Il gruppo  dei soci di ITALIA NOSTRA Campobasso e dei cittadini ha rimesso in luce tre neviere, liberandole dalla vegetazione infestante e dalla terra accumulatasi nel corso degli anni.



Le tre neviere recuperate (il lavoro verrà completato in primavera) sono parte di un gruppo di  quindici, posizionate in un punto della montagna dove la neve si deposita più abbondantemente in inverno.

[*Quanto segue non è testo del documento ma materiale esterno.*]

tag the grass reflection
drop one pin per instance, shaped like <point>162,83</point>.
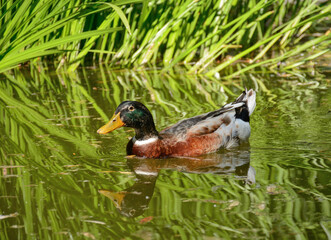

Ogni neviera è profonda e larga quanto basta per ottenere alcuni scopi: è larga tale da sfruttare la massima capacità di immagazzinamento, ma non troppo da non facilitare lo scioglimento della neve; è profonda sotto la roccia quanto basta in modo da rendere facile l’asportazione della neve e permetterne il mantenimento a bassa temperatura
E’ noto che fino alla metà del XX la neve immagazzinata era usata, tra le altre cose, per rifornire i gelatai durante le feste estive di paese, trasportata a valle dai muli all’interno di robusti bigonci.
Durante i lavori di pulizia, i cittadini hanno potuto ascoltare la storia e la tecnica di costruzione delle neviere, e nello stesso tempo essere protagonisti in prima persona per la loro tutela e valorizzazione.
Dopo aver recuperato le tre neviere, il gruppo si è spostato in una zona  per ripulire una struttura in pietra a secco con tetto a tholos, usata come pagliaio fino a pochi decenni fa.
La giornata si è conclusa a Valle Banca con la condivisione di piatti tipici della regione, anch’essi, come le neviere e il pagliaio, legati al mondo contadino del passato.